As for LVMH, the company "is opportunistic, acquiring business across verticals, such as Rimowa in luggage, Christian Dior in fashion, Belmond in travel," said Sokolova. The French luxury conglomerate, with annual revenue of about €42.6 billion in 2017 and a stable of 70 prestigious brands, already runs a collection of luxury properties, including Bvlgari hotels and the Cheval Blanc properties. The latest transaction will significantly boost its presence in the hospitality industry and potentially enable it to benefit from a rosier outlook for luxury travel, which was in the doldrums for several years.
"The future of luxury will not be only in luxury goods, as it has been for many years, but also in luxury experiences. It's as simple as that," said Jean-Jacques Guiony, CFO of LVMH, in a conference call with analysts Dec. 14 after the Belmond deal was announced.
Founded in 1976, British high-end hotel operator Belmond runs 33 hotels across the globe, including the Copacabana Place in Rio de Janeiro and Hotel Cipriani in Venice; three luxury safari lodges in Botswana; New York City's famous 21 Club restaurant; river cruises; and seven luxury trains, including the Venice-Simplon-Orient Express.

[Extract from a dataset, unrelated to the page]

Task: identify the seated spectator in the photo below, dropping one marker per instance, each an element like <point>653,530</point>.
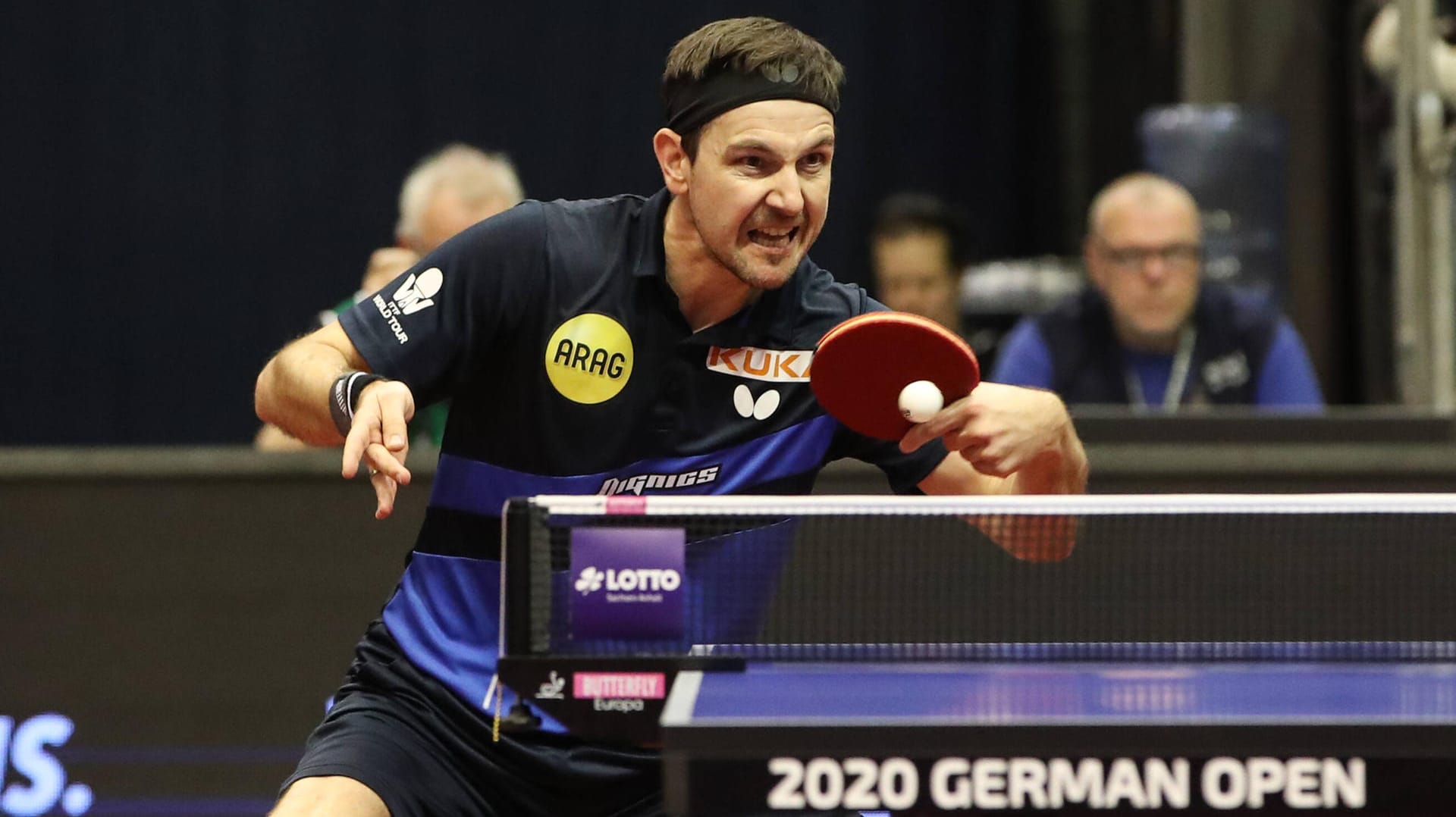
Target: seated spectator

The company reported revenue of $572 million for the 12 months ended September.
The transaction requires regulatory approval and is expected to close in mid-2019, LVMH said. The impact on earnings is anticipated to be minimal — "broadly neutral," according to the company. The price tag for Belmond, at over 5x revenue and 23x EBITDA, "is quite hefty though," said Sokolova of Morningstar.
Rather than immediately acquiring additional properties, "the priority is to develop the Belmond brand, improve the profitability of the [existing] properties and to nurture a collaboration with LVMH's other brands," Guiony said. For example, the French company's wines and spirits could be served at Belmond locales and client events could be held at each other's properties.
It is unclear whether the pace of M&A activity in the luxury goods sector will be sustained. Most iconic brands are already owned by the big luxury houses, and of the remaining ones, such as Burberry Group PLC, Chanel SA, Prada SpA and Giorgio Armani SpA, most have extremely high valuations or are privately held with owners who seem reluctant to sell.
But that could change. "Should the weakness in the sector prices seen over a couple of months persist or the near-term demand situation weaken, valuations could get more attractive, prompting more M&A activity," said Sokolova. "Generational changes and difficulties operating in an increasingly difficult environment for some privately and family-owned companies could make sellers more willing to sell."